To set up a government is an essay in world creation. Out of a shapeless vastness of conflicting human desires rises a little world of order, a cosmic analogy, a cosmion, leading a precarious life under the pressure of destructive forces from within and without, and maintaining its existence by the ultimate threat and application of violence against the internal breaker of its law as well as the external aggressor. The application of violence, though, is the ultimate means only of creating and preserving a political order, it is not its ultimate reason: the function proper of order is the creation of a shelter in which man may give to his life a semblance of meaning.

Meaningful and fascinating, to be sure. But, nonetheless, dense, perhaps unnecessarily so. And, here he is, a page later, attempting to clarify.

But the utilitarian argument, while not being without sense in justifying a political order, does not reach the emotional center of the [cosmion], this center being the desire to create a world of meaning out of these human [emotions/aspirations/appetites] and desires, such as the desire for procreation and to outlive the fragmentary personal life by a projection into the life of [emotion and character] or of a more comprehensive tribal or national group; the desire to give the questionable achievements of an individual life an added meaning by weaving it into the texture of group achievement.

Still, Nisbet gushed, “Voegelin has done more than any other philosopher with whom I am acquainted—with the exception of St. Augustine—to bring an empirical, reasoned conception of individual consciousness as the dynamo of history.”

One of Voegelin’s early friends and colleagues—they were members of the George Fleischer Society together—considered the Austrian in a very different light. He was, Aurel Kolnai claimed “a fascist savant of rare acumen and coolness.”

With Nisbet, though, Russell Kirk took this enthusiasm to the level of ecstasy.

With Gabriel Marcel, the historian of this school–let us call it, for our immediate purposes, the Christian school of historical scholarship–sets his face against ‘this crowned ghost, the meaning of history.’ For the ends of man and society are not to be found in history: those ends are transcendent, attaining fruition only beyond the limits of the time and space which we know in this little world of ours. History has many meanings, but they are particular meanings for the regulation of private conduct and public polity, not a Gnostic plan for immanent regeneration before which we must abase ourselves. Who are the historians of this Christian school? To name three almost at random, St. Augustine, Bossuet, Edmund Burke, Professor Voegelin is our present principal representative of this body of conviction, which he advances with impressive scholarship and systematic argument.
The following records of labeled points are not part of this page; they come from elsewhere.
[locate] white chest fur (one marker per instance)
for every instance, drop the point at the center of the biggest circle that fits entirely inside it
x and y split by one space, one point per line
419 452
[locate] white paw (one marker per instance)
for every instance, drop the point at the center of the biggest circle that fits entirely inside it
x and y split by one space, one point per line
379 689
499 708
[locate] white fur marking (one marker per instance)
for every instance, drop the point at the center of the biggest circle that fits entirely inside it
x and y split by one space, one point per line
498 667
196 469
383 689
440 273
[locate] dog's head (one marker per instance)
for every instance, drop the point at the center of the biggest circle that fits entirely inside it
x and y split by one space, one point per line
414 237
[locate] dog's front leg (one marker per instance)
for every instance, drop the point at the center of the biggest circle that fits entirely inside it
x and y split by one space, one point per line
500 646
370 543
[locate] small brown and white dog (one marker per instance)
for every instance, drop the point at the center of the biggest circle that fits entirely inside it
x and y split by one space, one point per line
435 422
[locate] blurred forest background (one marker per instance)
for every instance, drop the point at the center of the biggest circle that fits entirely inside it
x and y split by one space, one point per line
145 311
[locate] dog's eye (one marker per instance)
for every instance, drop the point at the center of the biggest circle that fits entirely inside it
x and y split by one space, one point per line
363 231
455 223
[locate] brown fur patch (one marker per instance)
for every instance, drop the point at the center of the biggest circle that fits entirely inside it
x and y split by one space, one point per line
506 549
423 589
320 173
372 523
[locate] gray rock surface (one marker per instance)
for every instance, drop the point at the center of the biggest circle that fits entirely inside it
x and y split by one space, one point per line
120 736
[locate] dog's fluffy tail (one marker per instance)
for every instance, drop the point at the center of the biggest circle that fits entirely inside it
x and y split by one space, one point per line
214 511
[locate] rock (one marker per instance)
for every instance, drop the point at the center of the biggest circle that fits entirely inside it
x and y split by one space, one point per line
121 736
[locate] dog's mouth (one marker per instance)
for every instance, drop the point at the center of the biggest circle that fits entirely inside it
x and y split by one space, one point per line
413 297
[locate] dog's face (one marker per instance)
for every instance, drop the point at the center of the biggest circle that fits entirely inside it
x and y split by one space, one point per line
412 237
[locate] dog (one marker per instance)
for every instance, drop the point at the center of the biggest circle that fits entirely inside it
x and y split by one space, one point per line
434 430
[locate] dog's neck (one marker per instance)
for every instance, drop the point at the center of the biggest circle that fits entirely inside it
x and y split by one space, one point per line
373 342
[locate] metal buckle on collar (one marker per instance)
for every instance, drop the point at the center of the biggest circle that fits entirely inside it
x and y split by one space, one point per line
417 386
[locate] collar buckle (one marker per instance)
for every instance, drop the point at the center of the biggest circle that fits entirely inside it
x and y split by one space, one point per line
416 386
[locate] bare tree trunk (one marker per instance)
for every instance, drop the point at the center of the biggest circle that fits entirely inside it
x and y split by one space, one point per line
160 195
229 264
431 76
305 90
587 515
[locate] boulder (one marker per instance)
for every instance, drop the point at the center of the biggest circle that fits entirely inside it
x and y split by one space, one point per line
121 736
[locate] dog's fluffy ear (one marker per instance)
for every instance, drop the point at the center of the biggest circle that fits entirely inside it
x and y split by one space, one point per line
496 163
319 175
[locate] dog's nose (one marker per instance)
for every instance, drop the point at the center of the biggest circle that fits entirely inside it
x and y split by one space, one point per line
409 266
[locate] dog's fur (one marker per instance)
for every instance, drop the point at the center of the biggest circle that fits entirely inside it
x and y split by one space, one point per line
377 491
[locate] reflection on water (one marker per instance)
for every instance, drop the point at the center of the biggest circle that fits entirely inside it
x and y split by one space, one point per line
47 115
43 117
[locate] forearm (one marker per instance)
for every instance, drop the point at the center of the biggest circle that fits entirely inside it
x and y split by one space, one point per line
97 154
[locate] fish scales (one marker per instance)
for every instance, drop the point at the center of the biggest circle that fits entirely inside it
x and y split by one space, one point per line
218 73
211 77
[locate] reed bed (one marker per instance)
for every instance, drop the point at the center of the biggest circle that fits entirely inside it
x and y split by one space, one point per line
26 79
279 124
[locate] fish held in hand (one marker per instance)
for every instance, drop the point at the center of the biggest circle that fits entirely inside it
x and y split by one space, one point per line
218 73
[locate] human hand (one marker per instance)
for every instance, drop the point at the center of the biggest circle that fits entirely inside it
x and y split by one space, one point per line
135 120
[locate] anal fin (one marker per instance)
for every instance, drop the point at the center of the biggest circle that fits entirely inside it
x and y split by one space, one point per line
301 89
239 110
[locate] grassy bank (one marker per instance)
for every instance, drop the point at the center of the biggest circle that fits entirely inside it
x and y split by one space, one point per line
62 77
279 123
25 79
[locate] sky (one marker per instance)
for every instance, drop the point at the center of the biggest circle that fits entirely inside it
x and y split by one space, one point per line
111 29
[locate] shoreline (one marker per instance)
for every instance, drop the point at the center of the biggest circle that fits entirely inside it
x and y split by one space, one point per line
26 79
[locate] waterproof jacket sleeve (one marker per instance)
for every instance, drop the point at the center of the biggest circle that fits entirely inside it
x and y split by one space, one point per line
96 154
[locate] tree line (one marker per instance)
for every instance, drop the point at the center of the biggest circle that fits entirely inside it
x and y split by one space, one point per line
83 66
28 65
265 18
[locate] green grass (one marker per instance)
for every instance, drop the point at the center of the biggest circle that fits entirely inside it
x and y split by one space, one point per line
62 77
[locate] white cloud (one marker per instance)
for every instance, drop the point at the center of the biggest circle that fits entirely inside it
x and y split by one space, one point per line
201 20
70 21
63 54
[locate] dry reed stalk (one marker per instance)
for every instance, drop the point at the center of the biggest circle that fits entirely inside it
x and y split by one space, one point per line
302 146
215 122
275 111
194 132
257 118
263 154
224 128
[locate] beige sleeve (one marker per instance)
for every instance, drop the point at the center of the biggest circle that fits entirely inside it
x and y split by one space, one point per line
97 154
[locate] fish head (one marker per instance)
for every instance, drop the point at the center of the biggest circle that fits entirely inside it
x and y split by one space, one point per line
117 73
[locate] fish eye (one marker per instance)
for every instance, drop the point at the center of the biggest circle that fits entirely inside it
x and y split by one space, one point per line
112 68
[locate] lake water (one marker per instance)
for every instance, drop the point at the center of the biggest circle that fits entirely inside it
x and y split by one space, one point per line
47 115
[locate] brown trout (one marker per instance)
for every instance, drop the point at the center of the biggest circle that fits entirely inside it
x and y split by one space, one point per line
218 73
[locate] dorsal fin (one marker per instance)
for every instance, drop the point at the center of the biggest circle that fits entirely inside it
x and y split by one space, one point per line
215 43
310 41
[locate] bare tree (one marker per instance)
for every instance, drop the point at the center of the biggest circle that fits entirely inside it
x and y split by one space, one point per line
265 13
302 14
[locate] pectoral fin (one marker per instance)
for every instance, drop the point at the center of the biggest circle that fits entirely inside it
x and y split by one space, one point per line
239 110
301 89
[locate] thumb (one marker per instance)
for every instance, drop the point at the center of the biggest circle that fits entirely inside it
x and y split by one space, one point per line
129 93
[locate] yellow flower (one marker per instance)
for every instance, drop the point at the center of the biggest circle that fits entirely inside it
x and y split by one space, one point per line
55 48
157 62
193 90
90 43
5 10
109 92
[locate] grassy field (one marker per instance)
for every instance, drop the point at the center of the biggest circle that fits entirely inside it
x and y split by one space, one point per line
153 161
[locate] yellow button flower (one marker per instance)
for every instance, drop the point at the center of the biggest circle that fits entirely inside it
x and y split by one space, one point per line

From Kirk’s perspective, Voegelin’s work undid all of the errors of the 18th, 19th, and 20th centuries.

Voegelin, however, bristled at the attention given to him by conservatives such as Kirk. One of his students remembered Kirk visiting Voegelin at Stanford and the chilliness that separated them.

I once saw Russell Kirk at Stanford. Lissy called me up and said, “You have to come over, because I’ve scratched myself bloody in the back of my head. Here you have these two idiots, my husband and Russell Kirk, staring at each other and mumbling one-sentence statements and then falling silent again.” I thought she was making it up, but I went over there around nine o’clock in the evening and it was exactly like that: Eric Voegelin and Russell Kirk were sitting at opposite ends of the room, both smoking cigars and emitting phrases and then falling silent. They had nothing to say to each other. Russell Kirk was a little bit more willing to add maybe a sentence or two to the original sentence, but Voegelin was totally out of it. He hoped that Russell Kirk would go away! When we drove him to the hotel, I had to go with them; I was not allowed to drive home. Voegelin said “No, we have to talk about this experience.” So, we drove Kirk to the hotel, then we came back and talked about him and the idiocy of American conservatism.

Voegelin, it should be admitted, might very well have been an enemy of progressivism, but that did not, as his views and personal habits demonstrated, make him a conservative.